Another commission proposal was to provide them with an allowance to pay for employer- sponsored health-insurance plans. That way, “instead of relying on particularly meager TRICARE provider networks in rural areas far from military installations, reserve component members would have the opportunity to select from several commercial health insurance plans operating in their area,” the commission said.
The commission also called for speeding up TRICARE’s “adoption of the latest technological, clinical, or business advancements in the medical industry.” Slow-moving TRICARE sometimes leaves patients “unable to access the medical technology, procedures, or treatments available to civilians who have private-sector health insurance,” the commission reported.
So far, Congress has not accepted these suggestions. One commission recommendation that Congress flatly rejected was raising TRICARE fees.
The commission noted that TRICARE has substantially higher “utilization” rates than do private insurance plans. That is, TRICARE users seek more medical treatment than do users of commercial medical insurance plans.
The commission blamed TRICARE’s “relatively low” expenses including low co-payments, deductibles and coinsurance compared to its civilian counterparts. The logic is that since medical treatment under TRICARE is relatively inexpensive to TRICARE users, they use it more.
Utilization could be curbed by increasing emphasis on wellness and disease prevention, and keeping chronic diseases under better control, the commission said. It could also be curbed by increasing fees.
WILLIAM MATTHEWS is a Springfield, Virginia-based freelance writer who specializes in military matters. He can be contacted at firstname.lastname@example.org.
Access to affordable, high-quality, uninterrupted medical care has long been a NGAUS priority. It’s a personnel readiness issue. It’s a quality-of-life issue for National Guardsmen and their families. And it’s a retention issue.
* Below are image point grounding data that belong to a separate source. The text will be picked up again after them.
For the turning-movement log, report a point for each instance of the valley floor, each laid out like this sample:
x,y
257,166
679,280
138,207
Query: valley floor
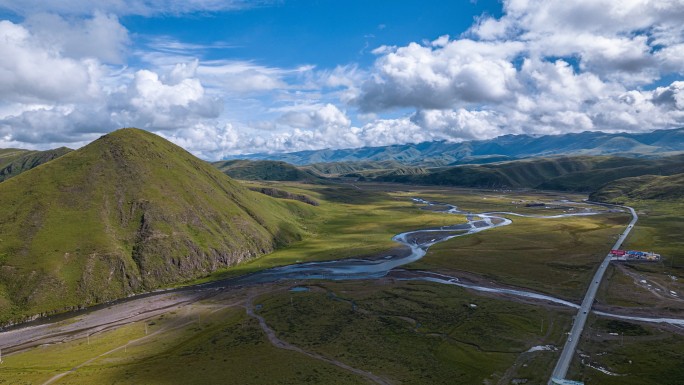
x,y
388,330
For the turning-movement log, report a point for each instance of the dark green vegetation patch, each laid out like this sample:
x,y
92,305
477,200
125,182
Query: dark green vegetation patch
x,y
127,213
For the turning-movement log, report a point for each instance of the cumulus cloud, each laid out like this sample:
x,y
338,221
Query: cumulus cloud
x,y
100,37
543,67
441,75
31,72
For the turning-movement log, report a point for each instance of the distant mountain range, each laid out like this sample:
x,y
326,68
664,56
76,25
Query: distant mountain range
x,y
508,147
15,161
576,173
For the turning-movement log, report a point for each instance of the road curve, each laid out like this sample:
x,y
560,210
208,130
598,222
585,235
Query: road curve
x,y
561,369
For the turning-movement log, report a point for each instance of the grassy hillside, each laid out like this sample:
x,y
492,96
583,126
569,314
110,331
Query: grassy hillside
x,y
265,170
644,187
583,173
13,161
128,212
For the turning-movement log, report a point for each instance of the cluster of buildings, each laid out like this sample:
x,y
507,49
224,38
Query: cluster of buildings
x,y
634,255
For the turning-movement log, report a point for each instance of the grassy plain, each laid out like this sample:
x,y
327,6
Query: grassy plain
x,y
635,355
415,332
349,222
659,229
555,256
201,345
406,332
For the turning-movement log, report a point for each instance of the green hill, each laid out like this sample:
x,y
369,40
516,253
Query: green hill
x,y
265,170
579,173
127,213
14,161
669,187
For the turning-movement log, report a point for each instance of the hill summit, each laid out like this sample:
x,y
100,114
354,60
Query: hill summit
x,y
129,212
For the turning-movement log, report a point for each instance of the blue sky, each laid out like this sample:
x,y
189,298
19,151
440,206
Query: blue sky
x,y
228,77
326,33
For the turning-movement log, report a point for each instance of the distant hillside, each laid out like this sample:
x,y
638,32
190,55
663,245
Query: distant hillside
x,y
14,161
584,173
129,212
508,147
669,187
265,170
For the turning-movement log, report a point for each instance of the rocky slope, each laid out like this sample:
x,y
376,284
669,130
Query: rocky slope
x,y
127,213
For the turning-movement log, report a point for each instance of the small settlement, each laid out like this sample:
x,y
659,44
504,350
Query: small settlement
x,y
634,255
The association led the lengthy struggle to create TRICARE Reserve Select (TRS), which provides traditional Guardsmen and Reservists with a low-cost option for medical coverage. Today, NGAUS is focused on giving Guardsmen more choices for quality care and better continuity of that care. The association urges Congress to allow Guard military technicians to purchase TRS. As federal employees, they are currently prohibited from doing so. In addition, employers should be provided incentives to cover the cost of TRS for their Guard and Reserve employees. There should also be an option for Guardsmen and Reservists to receive government stipends to cover the purchase of commercial health coverage.